The third season of Netflix’s abstinence-in-bikinis reality show, Too Hot to Handle, launched on the platform in late January with a surprising twist. At the beginning of the first episode, the show’s narrator, Desiree Burch, explained to viewers that one day after wrapping up the filming of season two last year, an entirely new cast was introduced to the show’s villa in the Turks and Caicos Islands. As with the second season’s brigade of contestants, season three’s group were not informed that they would be appearing on Too Hot to Handle, whose agonising reputation precedes it. Instead, the programme-makers told their band of singles that this was a sexy show called Pleasure Island, complete with a fake host and its own in-show lingo.

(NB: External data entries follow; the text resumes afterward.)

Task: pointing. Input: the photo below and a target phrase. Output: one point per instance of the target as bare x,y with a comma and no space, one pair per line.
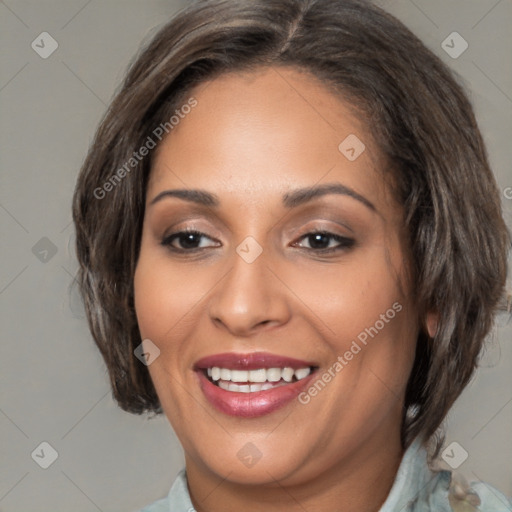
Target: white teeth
239,375
302,372
287,374
274,374
258,375
263,376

The participants in Too Hot to Handle’s third season had no idea this trick had also been used on their predecessors. They seemed dejected, if still slightly knowing, when they were told. But it’s not surprising that the show’s producers were keen to pull the rug out from under them in pursuit of “authenticity”. Reality TV is now self-consciously commercial, with contestants increasingly seeing its shows as a fast track to brand partnerships and sponsorship deals in a TV-to-Instagram-influencer pipeline. Contestants take part with the intention of growing their social media followings and signing lucrative promotional deals when they leave. Over the years, even the format and production values of reality TV have become predictably staged: we get scene transitions with establishing shots, musical interludes and stock character tropes that become even more pronounced during the edit.